According to the Millennium Ecosystem Assessment, 60% (15 out of 24 surveyed) of the world’s ecosystem services have been degraded over the past 50 years. These trends matter because the well-being
of society depends on functioning ecosystems. Humans impact ecosystems through actions such as agriculture and development. We also rely on functioning ecosystems for benefits from flood control to pollination, pest control, and recreation. Businesses and cities rely on water quality improvements by wetlands, farmers depend on pollination services and nutrient cycling, and the global community relies on climate regulation.
Since many ecosystem services are received for free, we often take them for granted until the ecosystem is degraded and the services are declining or at risk. Decision-makers and institutions need to develop creative ways of protecting ecosystem services, including incentives and new regulatory structures.

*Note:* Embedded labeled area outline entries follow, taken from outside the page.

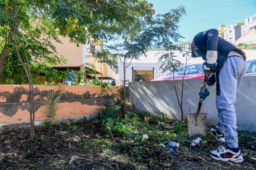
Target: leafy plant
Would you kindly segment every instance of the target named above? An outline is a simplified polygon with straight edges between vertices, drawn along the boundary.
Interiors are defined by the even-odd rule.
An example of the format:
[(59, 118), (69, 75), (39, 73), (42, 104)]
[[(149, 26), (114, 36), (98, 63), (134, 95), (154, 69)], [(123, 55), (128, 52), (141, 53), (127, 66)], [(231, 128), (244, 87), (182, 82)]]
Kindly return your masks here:
[(47, 128), (47, 127), (48, 127), (48, 126), (49, 126), (49, 125), (50, 125), (50, 124), (51, 123), (50, 122), (49, 122), (45, 121), (44, 122), (44, 124), (43, 124), (42, 126), (43, 126), (43, 127), (44, 128)]
[(60, 87), (48, 94), (46, 99), (44, 101), (44, 107), (43, 108), (43, 113), (53, 119), (61, 126), (61, 125), (57, 119), (57, 113), (59, 108), (59, 103), (64, 91), (63, 89)]
[(167, 120), (167, 115), (164, 112), (160, 112), (156, 119), (157, 122), (165, 122)]
[[(105, 105), (105, 107), (101, 109), (102, 116), (103, 119), (108, 117), (116, 117), (119, 116), (121, 107), (118, 105), (116, 105), (113, 103), (108, 101)], [(99, 116), (100, 113), (100, 109), (98, 109), (99, 111)]]
[(174, 126), (173, 129), (176, 132), (182, 133), (186, 132), (188, 128), (187, 125), (183, 125), (182, 123), (180, 123), (178, 125)]

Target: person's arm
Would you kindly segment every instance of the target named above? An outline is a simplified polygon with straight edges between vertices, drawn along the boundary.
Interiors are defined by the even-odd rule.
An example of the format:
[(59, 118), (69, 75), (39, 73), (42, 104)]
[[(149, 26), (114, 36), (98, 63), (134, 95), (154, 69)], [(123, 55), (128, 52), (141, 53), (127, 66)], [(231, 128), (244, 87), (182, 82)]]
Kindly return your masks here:
[[(215, 79), (215, 74), (214, 73), (212, 73), (210, 75), (210, 77), (207, 81), (207, 85), (208, 87), (211, 87), (214, 85), (216, 80)], [(208, 88), (208, 90), (209, 89)]]
[(217, 61), (218, 33), (217, 29), (211, 29), (199, 33), (194, 37), (194, 41), (196, 45), (207, 43), (206, 58), (207, 63), (209, 64), (215, 63)]

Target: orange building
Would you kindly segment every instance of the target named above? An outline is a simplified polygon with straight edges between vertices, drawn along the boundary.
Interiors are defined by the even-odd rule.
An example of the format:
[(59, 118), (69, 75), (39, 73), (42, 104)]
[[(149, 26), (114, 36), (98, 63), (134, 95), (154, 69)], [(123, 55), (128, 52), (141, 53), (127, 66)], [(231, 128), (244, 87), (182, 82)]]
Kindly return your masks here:
[[(71, 43), (68, 37), (60, 37), (60, 40), (62, 43), (58, 43), (56, 42), (52, 42), (53, 45), (56, 48), (56, 51), (58, 53), (57, 55), (60, 56), (61, 55), (67, 59), (68, 61), (65, 64), (52, 66), (52, 68), (58, 70), (65, 70), (67, 69), (73, 69), (74, 70), (80, 70), (81, 69), (85, 69), (87, 68), (86, 63), (93, 64), (95, 66), (96, 70), (96, 76), (99, 79), (101, 78), (101, 73), (102, 74), (103, 78), (104, 81), (107, 81), (110, 83), (115, 78), (115, 71), (112, 66), (108, 65), (107, 63), (104, 63), (102, 64), (99, 63), (92, 56), (92, 52), (96, 50), (99, 50), (101, 49), (100, 46), (94, 45), (91, 43), (89, 44), (79, 44), (79, 47), (76, 46), (75, 43)], [(101, 65), (102, 73), (100, 69)], [(91, 69), (90, 66), (88, 67)], [(91, 78), (90, 72), (86, 73), (86, 80), (90, 80)], [(43, 77), (43, 76), (42, 76)], [(78, 78), (80, 79), (80, 78)], [(41, 81), (47, 81), (47, 79)], [(48, 80), (49, 81), (49, 80)], [(64, 80), (58, 80), (57, 83), (63, 82)], [(79, 80), (78, 81), (80, 81)]]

The López-Hoffman lab is researching new approaches to improve natural resource policy and governance. They focus on protecting and adding value to ecosystem services through projects such as determining how land-use planning should consider ecosystem services, how ecosystem services can be better integrated in US environmental policies such as NEPA, and completing foundational work to create payments for ecosystem servi ces for transborder systems.
When neighboring countries share ecosystems, they also share ecosystem services. Many species migrate regularly across international borders, but those borders rarely coincide with ecological boundaries. Political borders often cross ecosystems and watersheds. As a novel approach, we have adapted the MA framework to transborder ecosystem services (see figure), demonstrating how drivers in one country can affect ecosystems and ecosystem services in the other country, and how stakeholders can intervene across international borders.
Much of the lab’s research focuses on transborder conservation challenges between the United States, Canada, and Mexico. The ultimate goal of this research is to contribute to the development of policies for managing transboundary ecosystems and ecosystem services.